Hikâyeleriniz kaynağı yaşanmış olaylar mı, yoksa sizin kurgunuz mu?

Yaşanmış olaylardan yola çıkarak kurguladığım hikâyelerdir.

Kitabı okuyacak olan okuyucunuza ne önerirsiniz?

Okuyucuya öncelikle sabırlı olmalarını önerinim. Keyifle okumalarını umut ediyorum.

Size tek kelimeyle kitabınızı tarif edin dersem ne dersiniz?
Tek kelimeyle ifade etmek zor olur birkaç kelimeyle ifade etmeme müsaade ederseniz şunu derim. Film tadında bir kitap.

Van gibi hikâyesi bol bir şehirde doğup büyüdünüz. Önümüzde ki yıllarda yazacağınız kitaplarda Van’ı anlatacak mısınız?
Sizin de edebiyatla ilgilendiğinizi biliyorum. Umarım en yakın zamanda kitabınız da çıkmış olacak şimdiden sizi tebrik eder başarılarınızın devamını dilerim. Sanırım insan bir kitabı yazıp bitirdikten sonra bir daha hiçbir şey yazmayacağını düşünür en azında benim için şimdilik böyle. Yazıyla ilgili en zor olan şey bir yerden başlamak ondan sonra gerisi geliyor. Mütevazılık olsun diye söylemiyorum. Eve keşke Van’ı Van Gölü’nü anlatabilecek kadar hayal dünyam geniş olsaydı.
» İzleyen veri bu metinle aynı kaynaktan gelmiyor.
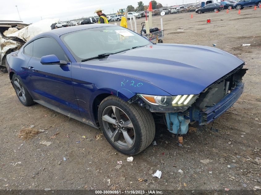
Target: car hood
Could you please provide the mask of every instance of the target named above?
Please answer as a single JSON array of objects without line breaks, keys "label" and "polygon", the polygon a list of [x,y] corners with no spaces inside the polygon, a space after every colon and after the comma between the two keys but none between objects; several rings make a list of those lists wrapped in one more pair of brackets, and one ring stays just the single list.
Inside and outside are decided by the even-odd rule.
[{"label": "car hood", "polygon": [[139,79],[175,95],[199,94],[244,62],[216,48],[161,44],[82,63],[92,68]]}]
Son olarak neler söylemek istersiniz?
Tanrıdan tek dileğim bizi biran öce bu korona belasından kurtarması. Normal halimize dönelim biran evvel. Ayrıca bana bu imkânı tanıdığın içinde sana çokça bolca teşekkürlerimi sunarım…

Roni Nasır Kaya kimdir?

Van Çaldıran doğumlu 2002-2007 yılları arası Dicle Haber Ajansı’nda muhabirlik ve yöneticilik yaptı. Birçok önemli haberlere imza attı. 2008 yılında Finlandiya’ya göç etti. Orada da Helsinki Teknik Üniversitesinde Dijital Medya bölümünü okudu. Daha sonra çeşitli yapım firmaları ve televizyon kanallarında yapımcı olarak çalıştı.